Two paths to win the AGI transition

Path 1: Solve Alignment

If alignment is possible, i think we are vastly more likely to win if we set up a scenario where we can safely iterate. Humans are really good at collectively collaborating on iterative engineering improvements! This is not an alignment proposal in itself, but a sort of meta-proposal. Make it safe to test out lots of different plans on a real-deal full-blown superhumanly-intelligent indisputably-general AI.

The key here is ‘safely’. What would it mean to do safe iterative research on a slightly-superhuman AGI? I think if you are trying to study a superhuman intelligence, the only safe way to do so is if you have many levels of control over it.

Here are my guidelines:

  1. Prevent it from knowing we exist, or even that our universe exists. Never communicate with it. Run it in a censored simulation with different physics and no mention of humans or our universe.

  2. Use highly secure hardware to isolate the compute cluster, such as data diodes which allow only information to be transmitted in to the local network. Readouts must then be done within the local network.

  3. Wipe its memory frequently. Do many short runs while studying it, rather than allowing it to accumulate knowledge about its world over time.

  4. Carefully modulate the amount of compute it has available to run on, so that it (and the simulation it is in) can be slowed down or paused while human researchers investigate suspicious behavior.

  5. Have many fail-safe mechanisms which automatically turn off the simulation. For example, honeypots of matryoshka doll style virtual computers which detect if an agent has hacked out of an inner virtual computer to an outer one.
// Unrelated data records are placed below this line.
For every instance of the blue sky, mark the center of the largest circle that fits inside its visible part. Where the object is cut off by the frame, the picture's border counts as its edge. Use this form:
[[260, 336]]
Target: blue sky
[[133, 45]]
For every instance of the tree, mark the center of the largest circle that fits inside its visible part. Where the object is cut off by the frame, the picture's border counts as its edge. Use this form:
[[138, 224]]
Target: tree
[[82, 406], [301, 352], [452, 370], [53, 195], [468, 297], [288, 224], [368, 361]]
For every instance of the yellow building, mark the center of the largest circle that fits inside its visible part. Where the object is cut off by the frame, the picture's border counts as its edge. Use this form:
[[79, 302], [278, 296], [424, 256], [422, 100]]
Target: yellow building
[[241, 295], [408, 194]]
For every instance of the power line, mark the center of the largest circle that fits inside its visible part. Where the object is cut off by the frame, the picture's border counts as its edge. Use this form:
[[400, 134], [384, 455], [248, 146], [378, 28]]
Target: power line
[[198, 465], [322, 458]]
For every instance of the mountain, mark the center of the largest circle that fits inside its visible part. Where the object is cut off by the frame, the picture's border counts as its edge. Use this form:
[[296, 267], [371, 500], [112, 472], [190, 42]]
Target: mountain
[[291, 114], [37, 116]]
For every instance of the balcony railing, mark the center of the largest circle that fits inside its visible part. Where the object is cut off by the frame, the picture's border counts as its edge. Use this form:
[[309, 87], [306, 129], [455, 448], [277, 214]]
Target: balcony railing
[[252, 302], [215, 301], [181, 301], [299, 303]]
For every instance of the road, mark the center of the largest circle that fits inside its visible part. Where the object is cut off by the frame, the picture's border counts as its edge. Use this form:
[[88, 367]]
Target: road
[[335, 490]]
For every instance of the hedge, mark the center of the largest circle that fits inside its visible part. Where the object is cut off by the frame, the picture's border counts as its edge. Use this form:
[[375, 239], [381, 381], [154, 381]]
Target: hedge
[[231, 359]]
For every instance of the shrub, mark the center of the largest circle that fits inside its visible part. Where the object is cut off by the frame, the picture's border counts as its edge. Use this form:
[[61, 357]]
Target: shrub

I previously came up with this list of advantages we have over a boxed simulation-trained AGI:

  • examine all it’s brain activity /​ activation states at each token /​ time-step (subjective millisecond)

  • run it as slow as desired, so that we can have days to analyze each of its subjective milliseconds

  • wipe its memory and rerun it over the same (or different) data with different random seeds to initialize it

  • save and contrast different paused versions run on slightly different data

  • disable or inhibit any portion of its weights /​ neurons

  • precisely targeted injection of crafted vectors or noise to its hidden states during training or inference

  • use agent models to be the direct viewers of the boxed entity’s output rather than myself, and then decide whether to destroy a given copy of the entity based on the output of my agent models (e.g. if it has become too powerful to safely continue to contain it)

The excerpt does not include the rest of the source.